Our lab is working on issues related to how the expression of prejudice is different from the underlying "genuine" prejudice. We began studying prejudice against fat people as a starting point to understand a wide variety of prejudices; in addition to the usual study of racism and sexism, we are studying prejudice against socially unacceptable groups, such as murderers, rapists, and sex offenders.
We have been studying the justification of prejudice, particularly through ideology, values, stereotypes, and the kinds of explanations people make for bad outcomes. When a person is seen to be responsible for their behavior and life outcomes, then discrimination, hatred, and rough treatment is not only justified, but seen as natural, ethical, and good.
We are also working on the underlying psychological nature of political ideology--how natural, normal, non-political social-cognitive processes affect political ideology, and working on the naive perception of political process, testing the perceptual theory of legitimacy. Part of this is a social cognition approach to ideology, including the propensity to confuse "the way things are" with "the way things ought to be" (e.g., status quo bias, naturalistic fallacy, existence bias).

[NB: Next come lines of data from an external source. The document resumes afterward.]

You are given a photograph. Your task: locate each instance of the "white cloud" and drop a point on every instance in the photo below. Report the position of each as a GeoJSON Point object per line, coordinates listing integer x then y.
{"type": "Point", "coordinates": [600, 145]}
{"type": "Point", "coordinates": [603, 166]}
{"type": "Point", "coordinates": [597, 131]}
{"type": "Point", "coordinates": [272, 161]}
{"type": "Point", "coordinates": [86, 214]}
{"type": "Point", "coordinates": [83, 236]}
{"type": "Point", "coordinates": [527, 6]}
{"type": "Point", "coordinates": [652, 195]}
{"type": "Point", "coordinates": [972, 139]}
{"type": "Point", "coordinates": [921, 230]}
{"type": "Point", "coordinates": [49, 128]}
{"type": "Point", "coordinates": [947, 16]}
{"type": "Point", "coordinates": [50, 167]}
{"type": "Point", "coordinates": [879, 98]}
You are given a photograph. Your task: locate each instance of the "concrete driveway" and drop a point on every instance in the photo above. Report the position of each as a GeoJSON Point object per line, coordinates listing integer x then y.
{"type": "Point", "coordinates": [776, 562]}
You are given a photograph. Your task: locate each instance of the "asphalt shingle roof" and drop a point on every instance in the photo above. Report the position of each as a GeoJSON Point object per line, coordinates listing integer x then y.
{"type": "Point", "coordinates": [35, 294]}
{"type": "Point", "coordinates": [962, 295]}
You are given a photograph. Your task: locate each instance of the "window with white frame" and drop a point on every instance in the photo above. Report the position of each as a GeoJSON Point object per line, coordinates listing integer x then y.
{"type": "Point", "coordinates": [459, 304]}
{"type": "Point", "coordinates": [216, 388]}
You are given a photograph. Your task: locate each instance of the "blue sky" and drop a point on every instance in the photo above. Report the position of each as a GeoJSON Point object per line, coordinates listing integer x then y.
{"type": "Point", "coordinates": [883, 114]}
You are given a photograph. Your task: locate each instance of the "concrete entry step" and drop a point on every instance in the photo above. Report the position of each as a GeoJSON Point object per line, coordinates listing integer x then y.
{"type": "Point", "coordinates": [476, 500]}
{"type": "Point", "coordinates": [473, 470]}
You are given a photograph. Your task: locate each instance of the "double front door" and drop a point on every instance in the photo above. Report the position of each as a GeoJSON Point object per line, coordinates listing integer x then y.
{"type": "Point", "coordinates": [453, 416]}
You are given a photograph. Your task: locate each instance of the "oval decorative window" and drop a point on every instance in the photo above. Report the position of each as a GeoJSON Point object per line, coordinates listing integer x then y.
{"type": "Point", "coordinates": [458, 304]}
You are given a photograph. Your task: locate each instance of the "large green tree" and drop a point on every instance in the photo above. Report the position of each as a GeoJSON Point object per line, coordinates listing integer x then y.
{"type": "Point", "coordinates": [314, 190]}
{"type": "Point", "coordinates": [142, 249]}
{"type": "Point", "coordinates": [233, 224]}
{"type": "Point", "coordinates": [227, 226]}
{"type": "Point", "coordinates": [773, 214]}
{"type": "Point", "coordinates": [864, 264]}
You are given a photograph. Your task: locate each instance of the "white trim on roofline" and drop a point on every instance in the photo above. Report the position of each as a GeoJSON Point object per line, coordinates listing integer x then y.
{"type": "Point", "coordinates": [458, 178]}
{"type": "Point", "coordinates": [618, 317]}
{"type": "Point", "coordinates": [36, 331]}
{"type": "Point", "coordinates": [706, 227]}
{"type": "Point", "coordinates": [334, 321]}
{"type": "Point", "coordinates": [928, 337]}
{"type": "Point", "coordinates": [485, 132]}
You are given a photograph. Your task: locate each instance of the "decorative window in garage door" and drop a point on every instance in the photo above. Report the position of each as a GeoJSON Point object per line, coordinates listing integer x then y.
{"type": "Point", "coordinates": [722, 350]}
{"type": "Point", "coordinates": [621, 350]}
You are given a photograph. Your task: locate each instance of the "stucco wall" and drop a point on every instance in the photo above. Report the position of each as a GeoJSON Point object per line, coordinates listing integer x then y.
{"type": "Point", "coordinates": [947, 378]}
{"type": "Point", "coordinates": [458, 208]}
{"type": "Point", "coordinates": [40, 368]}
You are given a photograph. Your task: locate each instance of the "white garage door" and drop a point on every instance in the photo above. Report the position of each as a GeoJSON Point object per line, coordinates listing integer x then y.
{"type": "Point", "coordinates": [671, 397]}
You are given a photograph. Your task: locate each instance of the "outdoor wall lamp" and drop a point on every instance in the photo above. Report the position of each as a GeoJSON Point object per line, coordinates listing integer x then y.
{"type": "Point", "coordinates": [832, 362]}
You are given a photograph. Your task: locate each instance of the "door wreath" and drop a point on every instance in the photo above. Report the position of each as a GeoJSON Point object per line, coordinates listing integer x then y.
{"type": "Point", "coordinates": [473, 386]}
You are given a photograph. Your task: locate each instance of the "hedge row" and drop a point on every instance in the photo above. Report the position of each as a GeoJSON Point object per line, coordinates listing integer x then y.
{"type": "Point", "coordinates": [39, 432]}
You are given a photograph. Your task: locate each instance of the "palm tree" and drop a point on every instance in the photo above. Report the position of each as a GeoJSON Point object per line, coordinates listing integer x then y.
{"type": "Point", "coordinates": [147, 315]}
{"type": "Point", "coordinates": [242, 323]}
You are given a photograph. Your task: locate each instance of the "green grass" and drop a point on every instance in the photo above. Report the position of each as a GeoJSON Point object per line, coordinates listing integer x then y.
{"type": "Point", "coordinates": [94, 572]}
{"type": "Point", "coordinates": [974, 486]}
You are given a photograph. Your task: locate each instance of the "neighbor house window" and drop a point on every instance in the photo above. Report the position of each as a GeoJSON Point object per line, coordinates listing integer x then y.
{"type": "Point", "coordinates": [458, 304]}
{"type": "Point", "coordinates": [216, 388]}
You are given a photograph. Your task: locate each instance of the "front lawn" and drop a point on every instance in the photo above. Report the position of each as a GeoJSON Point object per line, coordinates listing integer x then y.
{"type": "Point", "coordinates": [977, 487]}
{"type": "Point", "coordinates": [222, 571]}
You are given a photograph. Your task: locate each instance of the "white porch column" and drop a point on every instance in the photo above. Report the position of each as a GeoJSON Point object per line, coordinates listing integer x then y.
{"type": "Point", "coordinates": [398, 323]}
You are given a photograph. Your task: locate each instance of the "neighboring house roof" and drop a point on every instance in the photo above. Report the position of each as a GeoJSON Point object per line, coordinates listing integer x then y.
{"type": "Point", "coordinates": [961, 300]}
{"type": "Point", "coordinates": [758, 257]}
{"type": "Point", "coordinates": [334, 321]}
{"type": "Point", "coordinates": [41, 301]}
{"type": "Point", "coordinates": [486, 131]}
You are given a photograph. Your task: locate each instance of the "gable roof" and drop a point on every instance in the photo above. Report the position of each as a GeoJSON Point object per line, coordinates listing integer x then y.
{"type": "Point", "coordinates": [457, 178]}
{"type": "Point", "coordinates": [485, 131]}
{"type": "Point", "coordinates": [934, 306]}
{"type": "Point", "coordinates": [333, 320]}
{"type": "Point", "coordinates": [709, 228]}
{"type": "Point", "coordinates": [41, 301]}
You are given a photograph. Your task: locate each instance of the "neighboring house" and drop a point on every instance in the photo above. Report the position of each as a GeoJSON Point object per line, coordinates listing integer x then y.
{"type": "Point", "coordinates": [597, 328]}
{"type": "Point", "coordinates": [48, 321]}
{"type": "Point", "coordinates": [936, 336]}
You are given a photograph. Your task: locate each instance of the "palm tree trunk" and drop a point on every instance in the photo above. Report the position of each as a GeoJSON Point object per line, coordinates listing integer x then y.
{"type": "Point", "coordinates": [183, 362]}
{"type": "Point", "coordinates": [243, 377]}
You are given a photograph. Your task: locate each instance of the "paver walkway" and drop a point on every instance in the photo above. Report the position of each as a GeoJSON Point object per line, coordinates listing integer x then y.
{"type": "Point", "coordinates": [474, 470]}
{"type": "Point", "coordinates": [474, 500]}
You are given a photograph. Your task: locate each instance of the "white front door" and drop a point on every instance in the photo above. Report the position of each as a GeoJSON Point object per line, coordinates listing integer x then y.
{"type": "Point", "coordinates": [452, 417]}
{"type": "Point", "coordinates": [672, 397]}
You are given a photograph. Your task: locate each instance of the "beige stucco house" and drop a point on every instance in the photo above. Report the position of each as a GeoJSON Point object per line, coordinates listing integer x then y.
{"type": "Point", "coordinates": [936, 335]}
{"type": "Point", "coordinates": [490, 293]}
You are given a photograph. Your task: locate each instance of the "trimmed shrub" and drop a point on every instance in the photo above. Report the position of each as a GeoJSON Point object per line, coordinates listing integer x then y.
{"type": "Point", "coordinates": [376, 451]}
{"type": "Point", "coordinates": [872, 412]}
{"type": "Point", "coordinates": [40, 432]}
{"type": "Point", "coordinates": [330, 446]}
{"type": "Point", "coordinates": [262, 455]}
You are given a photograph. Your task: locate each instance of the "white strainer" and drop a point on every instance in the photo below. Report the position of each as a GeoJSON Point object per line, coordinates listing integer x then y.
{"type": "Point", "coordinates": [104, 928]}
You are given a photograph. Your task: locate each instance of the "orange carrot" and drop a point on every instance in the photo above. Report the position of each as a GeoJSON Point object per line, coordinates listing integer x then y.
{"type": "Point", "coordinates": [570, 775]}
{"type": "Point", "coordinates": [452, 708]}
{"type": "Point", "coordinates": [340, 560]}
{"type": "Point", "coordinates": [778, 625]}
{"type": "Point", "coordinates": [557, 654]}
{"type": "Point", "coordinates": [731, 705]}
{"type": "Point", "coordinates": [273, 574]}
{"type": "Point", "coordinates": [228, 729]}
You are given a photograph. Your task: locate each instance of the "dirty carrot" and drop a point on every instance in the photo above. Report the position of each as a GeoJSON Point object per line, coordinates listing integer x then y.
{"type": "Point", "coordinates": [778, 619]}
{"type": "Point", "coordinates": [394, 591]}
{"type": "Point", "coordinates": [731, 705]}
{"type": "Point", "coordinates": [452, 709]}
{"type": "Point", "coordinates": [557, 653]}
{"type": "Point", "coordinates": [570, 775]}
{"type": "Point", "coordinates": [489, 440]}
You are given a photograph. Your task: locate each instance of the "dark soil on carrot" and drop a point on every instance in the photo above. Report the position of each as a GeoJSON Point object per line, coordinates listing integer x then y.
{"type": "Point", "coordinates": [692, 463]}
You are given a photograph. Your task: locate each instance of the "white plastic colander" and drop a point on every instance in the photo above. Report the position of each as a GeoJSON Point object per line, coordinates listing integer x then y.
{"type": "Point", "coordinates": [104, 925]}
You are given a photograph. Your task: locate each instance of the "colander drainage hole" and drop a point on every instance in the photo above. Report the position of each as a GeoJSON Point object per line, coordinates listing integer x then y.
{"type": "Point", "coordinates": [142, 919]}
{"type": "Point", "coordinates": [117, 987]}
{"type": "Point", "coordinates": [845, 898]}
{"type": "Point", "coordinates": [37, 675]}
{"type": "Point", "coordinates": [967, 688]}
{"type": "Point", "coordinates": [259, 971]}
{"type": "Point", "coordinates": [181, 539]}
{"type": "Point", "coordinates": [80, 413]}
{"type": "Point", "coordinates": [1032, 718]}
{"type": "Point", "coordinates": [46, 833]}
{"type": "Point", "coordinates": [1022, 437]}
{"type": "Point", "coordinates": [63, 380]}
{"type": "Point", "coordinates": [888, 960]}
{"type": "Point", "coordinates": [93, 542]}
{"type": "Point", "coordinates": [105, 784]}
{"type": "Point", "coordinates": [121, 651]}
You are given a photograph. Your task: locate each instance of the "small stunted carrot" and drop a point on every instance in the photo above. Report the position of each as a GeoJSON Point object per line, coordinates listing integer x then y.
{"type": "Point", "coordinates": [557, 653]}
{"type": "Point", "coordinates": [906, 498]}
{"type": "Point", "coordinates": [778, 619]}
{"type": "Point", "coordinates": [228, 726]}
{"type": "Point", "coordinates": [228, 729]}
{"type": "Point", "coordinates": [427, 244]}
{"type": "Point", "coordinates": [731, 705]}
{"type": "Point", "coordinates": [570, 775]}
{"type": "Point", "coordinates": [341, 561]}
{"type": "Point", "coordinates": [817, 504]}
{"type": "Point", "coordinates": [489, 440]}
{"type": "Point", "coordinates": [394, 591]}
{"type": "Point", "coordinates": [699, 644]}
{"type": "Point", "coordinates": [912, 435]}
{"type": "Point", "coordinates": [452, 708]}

Finally, we are continuing to work on the perceptual theory of political legitimacy (Crandall & Beasley, 2001). In the perceptual theory, we apply the processes described by Heider (1958)—consistency, balance, perception of units, attribution—to political cognition and perception. The theory has been successfully applied to areas as diverse as candidate perception, attitudes toward impeachment, and to American conduct of covert wars and assignment of suspects to torture or "mere" detainment.